Differential Diagnosis:
Although the histopathology is rather characteristic, it may suggest other diagnosis particularly granular cell tumor in small specimens or fine needle aspirations. Adult rhabdomyoma is far less common than granular cell tumor and the granular cytoplasm of granular cell tumor may mimic rhabdomyoma. However, granular cell tumor 20 should not have the fine cytoplasm as adult rhabdomyoma and they should not contain striations. Also, "spider cells" and large cytoplasmic vacuoles should not be a prominent feature in granular cell tumor. Immunohistochemistry, granular cell tumors are positive for S100 proteins and markers that highlight lysosomes such as CD68 and negative for desmin and other striated muscle markers. The cytoplasm of granular cell tumor is PAS positive and diastase resistant. In contrast, rhabdomyomas are positive for desmin and muscle specific actin and less commonly for S100, vimentin, and Leu-7. Adult rhabdomyoma may contains some glycogen that is positive for PAS and diastase sensitive. The cytoplasm, however, is negative for PAS.

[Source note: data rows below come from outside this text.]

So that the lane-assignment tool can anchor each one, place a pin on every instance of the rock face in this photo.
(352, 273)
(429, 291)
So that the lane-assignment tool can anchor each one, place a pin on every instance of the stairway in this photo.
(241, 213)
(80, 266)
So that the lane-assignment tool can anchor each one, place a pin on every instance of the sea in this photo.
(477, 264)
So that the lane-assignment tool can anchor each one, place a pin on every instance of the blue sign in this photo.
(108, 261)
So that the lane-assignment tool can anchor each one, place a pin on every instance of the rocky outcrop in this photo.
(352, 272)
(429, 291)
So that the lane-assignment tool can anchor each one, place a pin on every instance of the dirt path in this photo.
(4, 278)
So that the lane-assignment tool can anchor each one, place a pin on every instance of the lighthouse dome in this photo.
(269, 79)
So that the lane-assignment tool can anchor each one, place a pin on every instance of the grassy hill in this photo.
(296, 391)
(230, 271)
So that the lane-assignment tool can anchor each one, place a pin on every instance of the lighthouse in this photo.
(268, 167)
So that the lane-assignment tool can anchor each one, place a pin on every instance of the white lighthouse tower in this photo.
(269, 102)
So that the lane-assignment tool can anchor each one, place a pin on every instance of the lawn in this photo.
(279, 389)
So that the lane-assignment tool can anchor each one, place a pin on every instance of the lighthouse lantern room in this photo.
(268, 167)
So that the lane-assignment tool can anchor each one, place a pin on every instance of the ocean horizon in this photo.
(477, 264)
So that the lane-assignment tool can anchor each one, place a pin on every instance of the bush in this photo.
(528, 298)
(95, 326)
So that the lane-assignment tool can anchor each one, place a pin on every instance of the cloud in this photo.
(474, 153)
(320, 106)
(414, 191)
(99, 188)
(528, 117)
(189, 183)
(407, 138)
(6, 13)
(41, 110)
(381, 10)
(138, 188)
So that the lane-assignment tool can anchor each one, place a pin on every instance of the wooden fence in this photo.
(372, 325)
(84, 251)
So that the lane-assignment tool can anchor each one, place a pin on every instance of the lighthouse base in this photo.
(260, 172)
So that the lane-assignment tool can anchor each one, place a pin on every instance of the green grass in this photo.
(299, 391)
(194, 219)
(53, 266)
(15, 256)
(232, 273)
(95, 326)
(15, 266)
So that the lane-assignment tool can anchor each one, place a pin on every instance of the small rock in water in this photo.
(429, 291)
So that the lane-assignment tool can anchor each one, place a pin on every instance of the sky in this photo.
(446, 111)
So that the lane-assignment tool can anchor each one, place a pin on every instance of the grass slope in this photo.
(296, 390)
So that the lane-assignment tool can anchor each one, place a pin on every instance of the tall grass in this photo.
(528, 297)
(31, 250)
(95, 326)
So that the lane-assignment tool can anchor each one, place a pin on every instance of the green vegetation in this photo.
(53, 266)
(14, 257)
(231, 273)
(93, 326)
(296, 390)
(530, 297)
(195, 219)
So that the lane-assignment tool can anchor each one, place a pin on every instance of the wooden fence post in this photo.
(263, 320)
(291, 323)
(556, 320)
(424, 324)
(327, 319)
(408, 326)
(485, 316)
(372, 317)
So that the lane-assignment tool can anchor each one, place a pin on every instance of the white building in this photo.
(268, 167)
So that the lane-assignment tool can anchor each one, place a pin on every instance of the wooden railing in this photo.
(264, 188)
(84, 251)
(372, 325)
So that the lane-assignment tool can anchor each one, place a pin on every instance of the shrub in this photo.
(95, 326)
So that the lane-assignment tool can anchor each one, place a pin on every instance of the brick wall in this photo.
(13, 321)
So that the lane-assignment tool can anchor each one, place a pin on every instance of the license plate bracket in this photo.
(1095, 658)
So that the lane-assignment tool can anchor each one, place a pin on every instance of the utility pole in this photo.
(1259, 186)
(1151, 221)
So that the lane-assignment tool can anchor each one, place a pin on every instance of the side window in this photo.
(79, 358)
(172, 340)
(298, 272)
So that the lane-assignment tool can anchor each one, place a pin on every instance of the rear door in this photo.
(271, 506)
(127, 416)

The other less common entities for differential diagnosis include hibernoma which are characterized with numerous small cytoplasmic vacuoles, and crystal-storing histiocytosis associated with lymphoplasmacytic neoplasm 21, 22. The crystal storing histiocytes are positive for PAS and CD68 but negative for skeletal muscle markers and S-100 protein. Paraganglioma should also be considered and paragangliomas are positive for synpatophysin and contains S100 positive sustantecular cells.